For entertainment content, Indians prefer ad-supported, cost-effective services over paid premium ones. Unsurprisingly so.
The online video-streaming market in India exploded last year with global giants like Netflix and Amazon Prime Video jostling for eyeballs alongside homegrown Hotstar, Voot, Sony LIV and others.
However, not every service has been able to notch up great numbers in an increasingly cluttered space. Netflix, which is out to end cable television or “cut the cord” in the world, has garnered only five million subscribers in India, a study by Counterpoint Research reveals. That is a blip in its 100-plus million-user universe.
Source: Counterpoint Research
Hotstar, on the other hand, boasts of 75 million users and is the leading over-the-top (OTT) player in the country. Prime Video (that comes bundled with Amazon’s Prime service) has 11 million, while Viacom 18-owned Voot and Sony Television’s LIV have 15 million and five million respectively. These make up the top five video-streaming services in India.

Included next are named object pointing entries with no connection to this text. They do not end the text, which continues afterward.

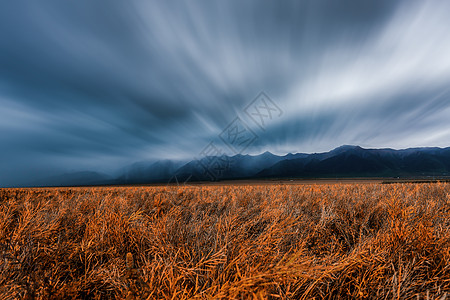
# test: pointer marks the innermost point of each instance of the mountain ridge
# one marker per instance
(344, 161)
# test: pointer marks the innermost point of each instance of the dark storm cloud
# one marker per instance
(98, 84)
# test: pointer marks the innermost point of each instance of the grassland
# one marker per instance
(328, 241)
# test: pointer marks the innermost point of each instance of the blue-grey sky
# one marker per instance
(96, 85)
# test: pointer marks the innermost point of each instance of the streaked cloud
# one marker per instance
(99, 84)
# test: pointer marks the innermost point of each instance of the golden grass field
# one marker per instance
(327, 241)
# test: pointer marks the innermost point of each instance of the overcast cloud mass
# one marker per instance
(96, 85)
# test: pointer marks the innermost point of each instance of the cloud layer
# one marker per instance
(95, 85)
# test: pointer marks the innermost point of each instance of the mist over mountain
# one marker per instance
(343, 162)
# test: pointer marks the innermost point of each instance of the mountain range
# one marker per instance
(343, 162)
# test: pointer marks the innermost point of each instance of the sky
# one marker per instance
(97, 85)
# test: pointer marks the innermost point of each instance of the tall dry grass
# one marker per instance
(366, 241)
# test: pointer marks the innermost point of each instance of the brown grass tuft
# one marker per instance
(364, 241)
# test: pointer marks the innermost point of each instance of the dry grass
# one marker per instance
(367, 241)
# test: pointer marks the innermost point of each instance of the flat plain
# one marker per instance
(227, 241)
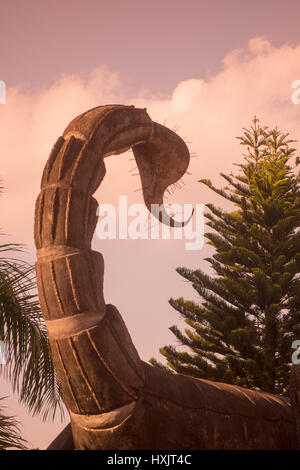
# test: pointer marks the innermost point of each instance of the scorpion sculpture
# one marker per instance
(114, 399)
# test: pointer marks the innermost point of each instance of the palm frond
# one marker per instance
(22, 328)
(10, 436)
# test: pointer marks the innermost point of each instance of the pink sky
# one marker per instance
(207, 67)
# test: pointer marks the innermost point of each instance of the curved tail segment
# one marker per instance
(115, 400)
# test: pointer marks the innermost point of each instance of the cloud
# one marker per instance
(253, 81)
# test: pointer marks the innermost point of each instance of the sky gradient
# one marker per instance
(207, 67)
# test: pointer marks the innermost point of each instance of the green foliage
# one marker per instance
(242, 330)
(9, 432)
(22, 328)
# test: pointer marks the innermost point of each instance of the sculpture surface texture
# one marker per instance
(115, 400)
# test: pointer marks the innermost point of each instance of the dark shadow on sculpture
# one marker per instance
(115, 400)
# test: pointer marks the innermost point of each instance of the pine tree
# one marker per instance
(242, 330)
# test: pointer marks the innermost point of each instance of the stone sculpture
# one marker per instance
(115, 400)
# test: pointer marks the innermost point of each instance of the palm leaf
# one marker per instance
(9, 432)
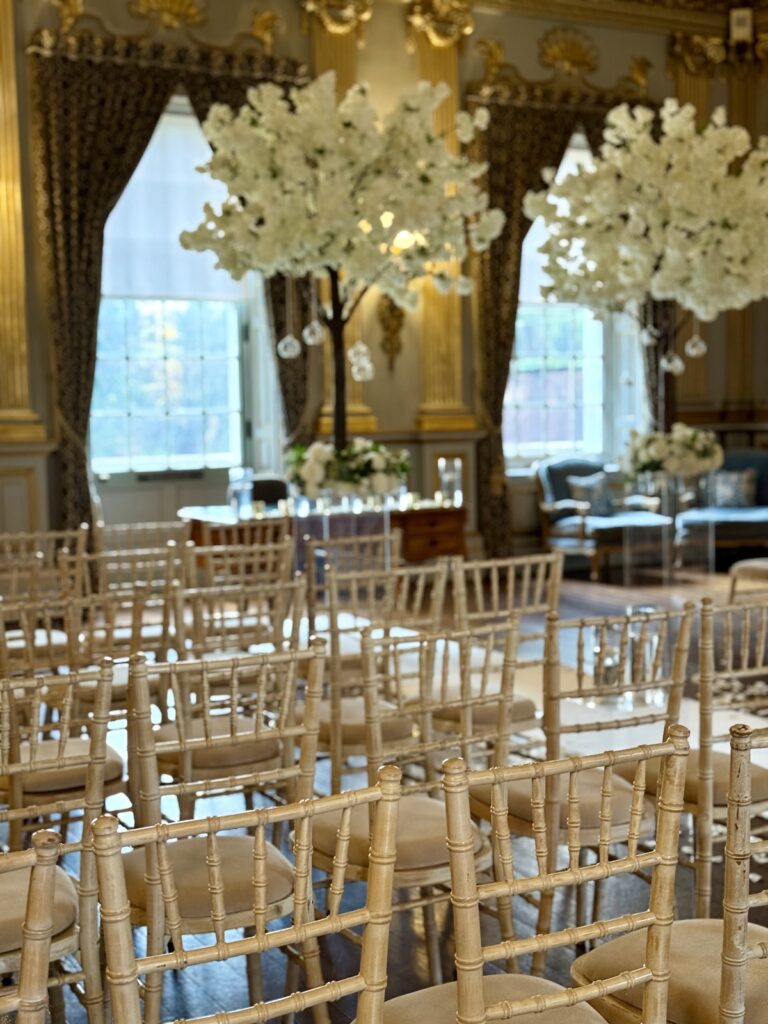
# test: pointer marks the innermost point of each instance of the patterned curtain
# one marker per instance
(96, 102)
(301, 379)
(92, 125)
(520, 141)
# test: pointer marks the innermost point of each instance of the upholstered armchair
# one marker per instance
(585, 512)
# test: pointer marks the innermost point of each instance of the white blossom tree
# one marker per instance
(678, 214)
(331, 190)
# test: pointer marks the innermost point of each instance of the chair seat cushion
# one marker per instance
(71, 777)
(421, 834)
(437, 1005)
(13, 889)
(187, 858)
(590, 783)
(353, 722)
(694, 983)
(721, 768)
(236, 754)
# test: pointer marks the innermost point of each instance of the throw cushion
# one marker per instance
(592, 488)
(734, 488)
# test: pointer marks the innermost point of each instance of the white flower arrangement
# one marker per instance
(683, 452)
(330, 189)
(363, 467)
(679, 215)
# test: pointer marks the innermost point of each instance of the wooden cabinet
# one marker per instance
(430, 532)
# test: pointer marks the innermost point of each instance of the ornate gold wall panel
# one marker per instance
(441, 406)
(17, 422)
(334, 51)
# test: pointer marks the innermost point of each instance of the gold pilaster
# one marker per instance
(441, 404)
(18, 423)
(739, 365)
(336, 51)
(692, 387)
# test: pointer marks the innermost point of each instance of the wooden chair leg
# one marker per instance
(432, 940)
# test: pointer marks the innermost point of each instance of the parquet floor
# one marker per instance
(222, 986)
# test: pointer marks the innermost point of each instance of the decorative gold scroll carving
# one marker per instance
(711, 55)
(504, 81)
(169, 13)
(569, 51)
(69, 12)
(391, 318)
(339, 17)
(263, 28)
(444, 23)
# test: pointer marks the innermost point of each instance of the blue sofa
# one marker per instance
(737, 532)
(569, 526)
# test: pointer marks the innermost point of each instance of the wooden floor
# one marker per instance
(222, 986)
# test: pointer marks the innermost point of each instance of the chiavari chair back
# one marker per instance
(58, 767)
(223, 565)
(212, 621)
(475, 996)
(373, 552)
(269, 529)
(139, 536)
(257, 899)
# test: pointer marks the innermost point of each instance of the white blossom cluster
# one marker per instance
(364, 468)
(683, 452)
(316, 185)
(681, 216)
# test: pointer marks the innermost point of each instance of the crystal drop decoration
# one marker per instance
(363, 372)
(695, 347)
(313, 334)
(289, 347)
(671, 363)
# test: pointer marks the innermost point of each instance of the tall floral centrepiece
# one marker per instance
(329, 190)
(677, 214)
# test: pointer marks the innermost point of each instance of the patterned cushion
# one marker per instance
(593, 488)
(734, 488)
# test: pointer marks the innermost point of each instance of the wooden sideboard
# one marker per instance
(429, 532)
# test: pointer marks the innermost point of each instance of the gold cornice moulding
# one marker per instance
(502, 81)
(444, 23)
(338, 17)
(169, 13)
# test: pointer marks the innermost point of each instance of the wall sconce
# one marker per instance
(391, 318)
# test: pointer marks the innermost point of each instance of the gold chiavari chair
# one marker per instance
(400, 601)
(231, 728)
(57, 768)
(224, 565)
(210, 622)
(488, 591)
(374, 552)
(269, 529)
(266, 887)
(118, 571)
(717, 968)
(34, 872)
(627, 685)
(479, 997)
(139, 536)
(41, 549)
(393, 669)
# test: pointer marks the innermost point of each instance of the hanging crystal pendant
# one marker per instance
(671, 363)
(289, 347)
(695, 347)
(313, 334)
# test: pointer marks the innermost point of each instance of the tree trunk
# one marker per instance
(336, 327)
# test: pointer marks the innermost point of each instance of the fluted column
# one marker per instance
(337, 50)
(441, 406)
(692, 387)
(18, 424)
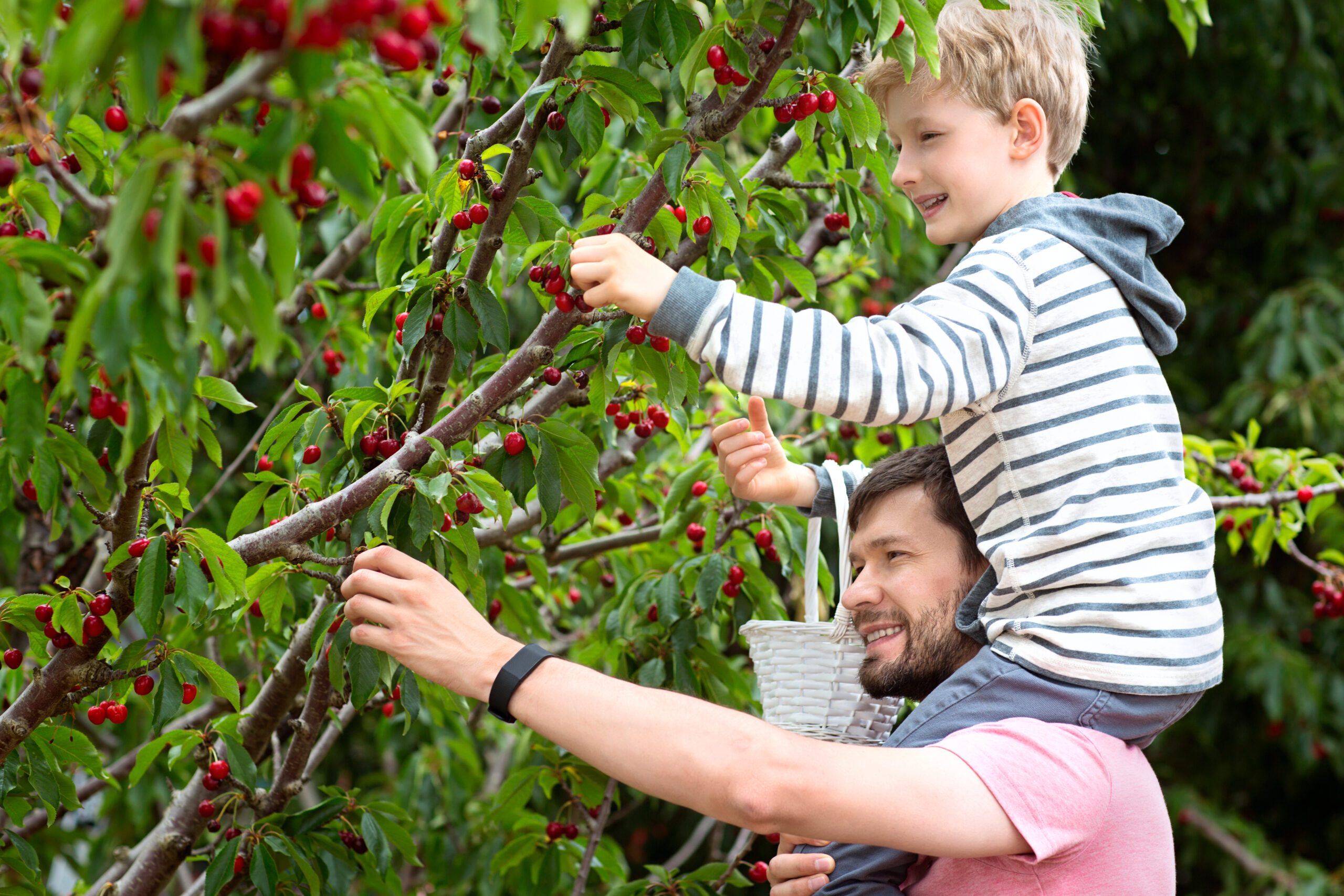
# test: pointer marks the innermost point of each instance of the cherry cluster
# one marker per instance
(104, 405)
(805, 105)
(836, 220)
(1330, 601)
(331, 358)
(723, 73)
(658, 417)
(435, 323)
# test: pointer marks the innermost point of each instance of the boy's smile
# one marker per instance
(960, 166)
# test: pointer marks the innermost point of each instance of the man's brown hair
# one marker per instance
(924, 465)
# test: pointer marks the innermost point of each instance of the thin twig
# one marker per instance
(248, 446)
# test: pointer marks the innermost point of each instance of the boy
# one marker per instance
(1098, 608)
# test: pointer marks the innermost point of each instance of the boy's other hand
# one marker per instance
(799, 873)
(754, 462)
(612, 270)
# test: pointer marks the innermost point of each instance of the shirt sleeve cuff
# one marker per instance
(824, 504)
(687, 301)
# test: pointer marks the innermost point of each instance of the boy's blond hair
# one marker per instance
(992, 58)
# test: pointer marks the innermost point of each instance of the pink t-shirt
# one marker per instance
(1088, 805)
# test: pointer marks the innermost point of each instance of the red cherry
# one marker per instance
(116, 119)
(312, 194)
(93, 626)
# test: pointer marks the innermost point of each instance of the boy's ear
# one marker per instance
(1030, 132)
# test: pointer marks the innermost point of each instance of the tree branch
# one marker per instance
(248, 81)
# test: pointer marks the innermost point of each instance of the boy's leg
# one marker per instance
(990, 688)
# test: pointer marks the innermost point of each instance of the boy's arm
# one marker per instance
(959, 343)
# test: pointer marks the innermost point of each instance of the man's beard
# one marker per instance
(934, 649)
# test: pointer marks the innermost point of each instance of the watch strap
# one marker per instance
(519, 667)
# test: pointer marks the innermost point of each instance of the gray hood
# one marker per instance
(1119, 233)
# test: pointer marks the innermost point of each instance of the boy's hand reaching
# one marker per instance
(754, 462)
(612, 270)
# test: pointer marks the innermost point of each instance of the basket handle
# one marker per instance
(811, 609)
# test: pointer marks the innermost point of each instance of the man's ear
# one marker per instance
(1030, 131)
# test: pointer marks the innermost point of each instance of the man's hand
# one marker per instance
(612, 270)
(799, 873)
(426, 624)
(754, 462)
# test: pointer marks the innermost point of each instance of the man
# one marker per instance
(1054, 808)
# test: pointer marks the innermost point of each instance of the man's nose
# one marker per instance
(863, 592)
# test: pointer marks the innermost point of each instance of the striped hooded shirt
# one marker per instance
(1040, 363)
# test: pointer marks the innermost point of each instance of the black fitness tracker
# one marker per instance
(511, 676)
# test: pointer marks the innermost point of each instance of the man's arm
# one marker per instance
(692, 753)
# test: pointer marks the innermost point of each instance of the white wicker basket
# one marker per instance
(808, 672)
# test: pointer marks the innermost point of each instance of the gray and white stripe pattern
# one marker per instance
(1062, 434)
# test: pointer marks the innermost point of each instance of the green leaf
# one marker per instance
(490, 312)
(362, 662)
(221, 680)
(585, 123)
(222, 393)
(151, 579)
(246, 510)
(277, 225)
(377, 841)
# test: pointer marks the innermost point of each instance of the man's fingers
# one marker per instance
(760, 419)
(800, 886)
(366, 609)
(390, 562)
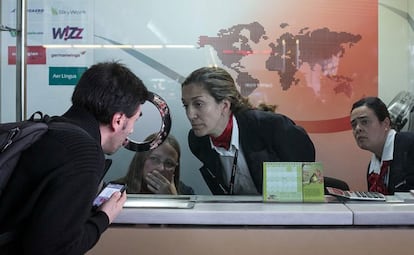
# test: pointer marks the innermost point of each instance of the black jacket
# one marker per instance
(49, 197)
(263, 136)
(401, 176)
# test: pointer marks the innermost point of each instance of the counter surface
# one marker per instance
(199, 210)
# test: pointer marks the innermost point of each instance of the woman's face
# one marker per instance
(369, 133)
(164, 159)
(206, 116)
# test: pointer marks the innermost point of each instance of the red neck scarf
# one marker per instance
(376, 181)
(224, 139)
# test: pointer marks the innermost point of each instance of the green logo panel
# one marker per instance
(65, 75)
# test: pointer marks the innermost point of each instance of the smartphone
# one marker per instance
(107, 192)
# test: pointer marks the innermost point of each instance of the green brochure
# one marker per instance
(293, 182)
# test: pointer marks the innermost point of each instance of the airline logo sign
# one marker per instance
(36, 55)
(67, 33)
(65, 75)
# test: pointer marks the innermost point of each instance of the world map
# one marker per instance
(318, 49)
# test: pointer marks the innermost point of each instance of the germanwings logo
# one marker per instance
(67, 33)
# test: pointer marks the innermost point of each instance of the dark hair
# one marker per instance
(134, 177)
(107, 88)
(220, 85)
(375, 104)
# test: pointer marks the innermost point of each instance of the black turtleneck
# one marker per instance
(50, 194)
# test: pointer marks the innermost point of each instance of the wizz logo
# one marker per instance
(67, 33)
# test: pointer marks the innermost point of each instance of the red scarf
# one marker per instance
(224, 139)
(376, 181)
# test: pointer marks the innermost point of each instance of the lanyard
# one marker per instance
(233, 173)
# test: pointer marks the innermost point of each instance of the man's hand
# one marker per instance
(114, 205)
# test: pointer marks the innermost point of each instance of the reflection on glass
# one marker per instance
(156, 171)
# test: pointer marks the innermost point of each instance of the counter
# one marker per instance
(248, 226)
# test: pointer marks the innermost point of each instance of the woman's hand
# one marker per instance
(159, 184)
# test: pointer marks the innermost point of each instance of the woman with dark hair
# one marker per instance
(157, 171)
(232, 139)
(391, 167)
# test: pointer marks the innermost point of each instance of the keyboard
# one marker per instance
(356, 195)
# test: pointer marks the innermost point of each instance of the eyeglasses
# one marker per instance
(168, 163)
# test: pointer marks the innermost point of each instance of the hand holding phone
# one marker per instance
(107, 192)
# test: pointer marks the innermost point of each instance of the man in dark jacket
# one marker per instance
(48, 203)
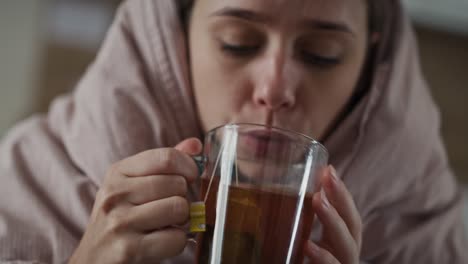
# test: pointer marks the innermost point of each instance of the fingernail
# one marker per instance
(333, 173)
(314, 248)
(324, 198)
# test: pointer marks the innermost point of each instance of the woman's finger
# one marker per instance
(343, 202)
(335, 231)
(162, 244)
(158, 214)
(318, 255)
(151, 188)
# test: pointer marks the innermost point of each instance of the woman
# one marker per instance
(340, 71)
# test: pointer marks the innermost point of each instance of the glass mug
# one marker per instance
(257, 184)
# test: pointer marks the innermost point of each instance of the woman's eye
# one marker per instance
(318, 60)
(239, 50)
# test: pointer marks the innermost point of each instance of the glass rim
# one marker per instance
(311, 140)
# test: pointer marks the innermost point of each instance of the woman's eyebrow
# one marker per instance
(253, 16)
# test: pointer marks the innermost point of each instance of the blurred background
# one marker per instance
(46, 45)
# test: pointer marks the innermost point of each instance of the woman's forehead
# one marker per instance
(350, 12)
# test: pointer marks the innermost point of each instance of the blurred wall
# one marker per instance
(20, 53)
(444, 59)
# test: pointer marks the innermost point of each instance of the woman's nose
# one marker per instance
(274, 87)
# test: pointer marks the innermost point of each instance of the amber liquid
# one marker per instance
(259, 226)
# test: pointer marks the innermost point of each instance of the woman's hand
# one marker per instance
(138, 206)
(342, 227)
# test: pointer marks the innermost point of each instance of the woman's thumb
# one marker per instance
(190, 146)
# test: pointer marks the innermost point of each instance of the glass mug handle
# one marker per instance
(197, 209)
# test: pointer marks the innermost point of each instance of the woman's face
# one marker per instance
(288, 63)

In just a year of Netflix and Prime Video’s existence here, the market seems to have witnessed a segmentation between ‘premium’ and ‘mass’ offerings. Netflix is clearly premium, both in pricing as well as its HD-4K video offering. Hotstar is the mass favourite, riding on a robust bouquet of Indian language shows and films, and the most important cog in the wheel -- live sport. Amazon Prime Video lies somewhere in between with a moderately priced subscription plan (Rs 499/per year until recently). Voot is entirely advertising-driven, while Hotstar and Sony Liv operate on the freemium (part-free and part-paid) model.
In fact, Netflix is in the fifth spot (after Hotstar, Voot, Prime Video, and Sony LIV) in the pecking order, primarily because of its steep pricing and limited local content. The most basic Netflix plan is for Rs 500 a month and it allows you to stream on one device only. In comparison, a Hotstar monthly subscription is available at Rs 199, while Amazon’s 499-a-year plan bundles free shipping of goods, one-day deliveries, and Prime shopping benefits along with a full-fledged video-streaming service. No surprises then in what price-sensitive Indian consumers opt for.
“So far, Netflix has focused on pushing its global content such as House of Cards, Orange is the New Black, Master of None, Stranger Things, Narcos, Daredevil, etc., to Indian subscribers. While it has made significant progress in adding regional content, it still has a lot of ground to make up for competitors. Players such as Hotstar and Voot have higher access to Star India and Viacom 18 media libraries. It, therefore, makes more sense for them to leverage their strength to penetrate the Indian market,” Hanish Bhatia, Senior Analyst at Counterpoint Research, stated.
The report further reveals that Indians largely prefer free, ad-supported networks as opposed to the West’s focus on high-quality, uninterrupted, ad-free viewing. Hence, out of Hotstar’s 75 million, less than five percent are paid subscribers while the rest are free hoarders with limited access to the content library. However, Hotstar continues to enjoy massive viewership riding on live cricket.
In IPL, one of the most lucrative sporting properties in the world, Hotstar records 2.8-3 million concurrent users. And IPL is free viewing. So are all other India cricket matches streaming on the platform. Hence, the ‘need’ to upgrade to a paid plan might not exist for several viewers.
For Netflix too, only about 6-8 percent are paid subscribers. It implies that most users sign up for the first free month and then cancel their subscriptions before they can be charged. For Amazon though, all 11 million are paid subscribers since they have to pay for the overall Prime service in order to access the online video (and soon-to-be-launched music) library.
Competition in the space will intensify going ahead as more channels and production houses launch their own streaming services. But the opportunity to grow will skyrocket as well as millions of Indians will take to video-streaming services for the first time riding on improved connectivity and the affordable smartphone revolution. Counterpoint estimates that the market currently valued at $280 million will grow at 35 percent year-on-year. The show has just begun!